Michael Hardy, The New York Times

02 Agosto 2018 | 10h00

AUSTIN, TEXAS - O Blanton Museum of Art na University of Texas, em Austin, sabia que tinha um quadro em suas mãos que exigia bastante sensibilidade: uma enorme tela de nove metros de largura do artista Vincent Valdez, de Houston, que imaginou uma reunião nos dias atuais da Ku Klux Klan, o grupo de supremacistas brancos. No meio tempo, uma série de recentes controvérsias no mundo das artes enfatizara a necessidade deste cuidado dos curadores.

Uma pintura do corpo mutilado de Emmett Till, de autoria de um artista branco, provocou protestos na Bienal do Whitney em Nova York, no ano passado, e imagens de pessoas negras manchadas de chocolate e pasta de dentes de outro artista branco irritou afro-americanos em St. Louis, Missouri.

Por isso, depois de adquirir uma pintura de Valdez elaborada em quatro painéis, em 2016, o Blanton passou dois anos preparando a estreia do quadro, no dia 17 de julho. Para exibir a pintura, os curadores reservaram uma galeria especial com a advertência de que a obra poderia “provocar fortes emoções”.

A equipe do museu também fez prévias do quadro para professores e alunos, na esperança de que a exposição imunizasse o museu contra as críticas. A equipe consultou mais de 100 pessoas e organizações, inclusive o gabinete do prefeito, a Liga Anti Difamação e a Austin Justice Coalition, uma organização de defesa das pessoas negras.

A violência racial continua um assunto explosivo no Texas. No início de julho, o estado lembrou os 20 anos do assassinato de James Byrd Jr., por brancos supremacistas na cidadezinha de Jasper, no leste do Texas. Em dezembro, grupos de defensores dos direitos civis, como a NAACP (Associação Nacional para o Avanço das Pessoas Negras), inauguraram uma placa, sempre em Austin, para lembrar os três afro-americanos que foram linchados nessa região, em 1894.

Durante uma conversação com o artista em seu estúdio, Valdez disse que esperava que o seu quadro, intitulado “The City I”, lembrasse os espectadores de que a Klan não pode permanecer relegada na segurança do passado. “Há pessoas nos Estados Unidos da América que se recusam a admitir a existência de entidades como a Klan”, ele disse. “E agora estamos vendo o resultado final”.

Uma das figuras encapuzadas no quadro consulta o seu iPhone, enquanto uma picape Chevrolet último tipo está estacionada no fundo.

“É muito mais fácil enfrentar temas como a supremacia branca ou a Klan como vilões maus”, disse Valdez. “O que mais me preocupa agora é a ideia de que todos habitamos a mesma paisagem americana”.

A diretora do Blanton, Simone Wicha, teve a oportunidade de ver uma versão inacabada de “The City I” em 2016; a partir de então, ajudou a levantar US$ 200 mil para a compra do quadro. Ela pretendia mostrá-la no verão passado, mas decidiu adiar porque não queria que o quadro fosse visto como um protesto contra a eleição do presidente Donald J. Trump.
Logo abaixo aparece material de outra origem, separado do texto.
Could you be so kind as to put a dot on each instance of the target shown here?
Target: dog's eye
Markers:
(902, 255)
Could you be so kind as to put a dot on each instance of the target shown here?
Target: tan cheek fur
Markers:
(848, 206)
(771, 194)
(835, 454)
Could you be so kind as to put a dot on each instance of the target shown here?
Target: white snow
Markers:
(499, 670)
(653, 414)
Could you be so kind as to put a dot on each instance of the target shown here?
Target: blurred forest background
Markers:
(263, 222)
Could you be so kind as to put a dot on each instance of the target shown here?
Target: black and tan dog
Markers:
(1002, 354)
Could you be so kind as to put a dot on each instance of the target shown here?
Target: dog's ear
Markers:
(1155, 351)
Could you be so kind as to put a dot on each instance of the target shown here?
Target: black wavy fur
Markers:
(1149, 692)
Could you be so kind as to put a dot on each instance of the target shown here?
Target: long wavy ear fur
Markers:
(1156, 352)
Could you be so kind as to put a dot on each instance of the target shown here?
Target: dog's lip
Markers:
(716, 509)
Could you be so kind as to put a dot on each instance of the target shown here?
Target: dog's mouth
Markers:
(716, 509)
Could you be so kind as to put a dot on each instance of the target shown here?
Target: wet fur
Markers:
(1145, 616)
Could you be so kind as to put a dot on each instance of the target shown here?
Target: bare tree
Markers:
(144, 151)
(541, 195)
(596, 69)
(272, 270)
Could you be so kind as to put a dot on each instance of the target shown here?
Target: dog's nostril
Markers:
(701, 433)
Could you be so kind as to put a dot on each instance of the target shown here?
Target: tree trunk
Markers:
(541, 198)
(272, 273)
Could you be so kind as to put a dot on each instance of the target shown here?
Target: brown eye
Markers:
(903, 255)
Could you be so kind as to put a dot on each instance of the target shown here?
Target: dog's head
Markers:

Um ano depois, o museu tivera tempo suficiente para envolver a comunidade.

“Com um quadro como este, com o tema que ele trata, considerando o mundo em que vivemos hoje, precisávamos realmente ter cuidado em como preparar este momento”, afirmou. “Teríamos feito isto em um clima políticos diferente? Não sei. Mas posso afirmar que neste clima político foi a coisa certa a fazer”.